Contact with services
The frequency of service contacts remained constant
across each of the six months prior to death. Forty-five
percent of those accessing services were in contact with 2
or more services at any one time. A significant proportion
of contact was with General Practitioners (
GPs) - 183 (77%) of all those in contact
with services accessed
GPs during this period. In most areas,
the majority of contact was with generic providers rather
than specialist drug services. Overall only 40 (17%) were
known to specialist services, while in most areas there
were significant contacts with psychiatric services (41
people, 17%), acute services - including Accident &
Emergency (59 people, 22%) and
NHS outpatients of various types (37
people, 15%). In total, 71 (30%) were known to Social
Work.
Half (138) of the 237 people in contact with services
had details of previous overdoses recorded in their notes.
During the 6 months prior to death, 31 had experienced at
least one overdose. Nine of those were recorded as
accidental, 13 deliberate and 9 not known.
Sixty-six people were prescribed methadone during the
six months prior to death, and 40 were being prescribed
methadone at their time of death. Doses ranged between 4
and 100 mg (mean 53.9 mg). Sixteen of these people (34%)
were prescribed 60 mg or more. At time of death, twenty-one
people (54%) were having their methadone dose increased and
8 (20%) were being reduced
7. Only 7 (11%) were also receiving regular counselling
during that time; there was no evidence of counselling
taking place for the remainder of this group.
Of the total 317 cases, 149 (47%) had previously had a
prison sentence. 70 (47%) died within 6 months of release.
Thirty-six of these deaths (24%) occurred within one month,
and 10 (28%) occurred within three days of release. While
Transitional Care or other throughcare support was
available to prisoners during this period, prisons show
varying success regarding take-up rates.
Experiences of overdose survivors
Overdose survivors were interviewed about their
experience of overdose in the previous 6 months. Most had
taken more than one substance that day. Heroin had been
taken by all but one, and heroin and diazepam taken
together or on the same day was the most common
combination.
Interviewees had some awareness of overdose risk.

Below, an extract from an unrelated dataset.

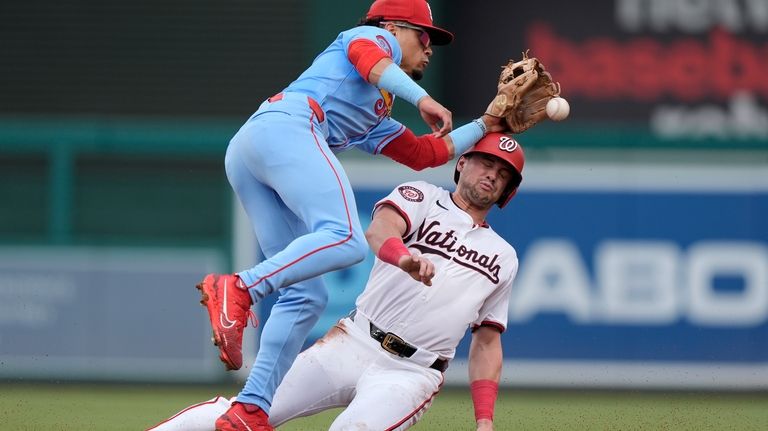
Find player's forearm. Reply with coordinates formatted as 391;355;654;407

However, this knowledge was not extensive and there were
misconceptions. Less than half mentioned tolerance as a
factor or considered that a mixture of drugs could be
risky. Some believed that overdose would not occur if
heroin was smoked or injected by itself. Injecting in
company was the most frequently cited prevention
strategy.
Inflicting physical pain was the most common
intervention used by injecting drug users to revive an
overdose survivor, and was regarded as the most effective
strategy. Putting the overdose victim into the recovery
position was cited by half the sample. Half were worried
about having another overdose. Among those who were not
worried, some claimed not to care whether they lived or
died.
Implications and conclusions
This investigation has identified implications for
services in preventing drug-related deaths, and has
highlighted limitations of the available data:
- There is a need to further develop and deliver
training and education on risks of overdose and how to
respond effectively, to drug users and their
families.
- Overdose prevention initiatives should continue to
emphasise that most fatal drug overdoses are polydrug
deaths.
- Primary care and other 'generic' services need
training to increase awareness of persons at high risk
of drug related death.
- Delivery of medical treatment to drug misusers,
including substitute prescribing, needs to be improved
in line with best practice guidelines.
- Care pathways across the prison/community interface
should be reviewed to ensure adequate accessibility to
services for all newly released prisoners.
- Developing a standardised nomenclature for
recording drug related deaths would improve
surveillance of trends in drug related deaths.
- There is a need to improve the quality of record
keeping in services.
Finally, the report provides some baseline indicators by
which the effectiveness of interventions to prevent or
reduce drug-related death might be measured.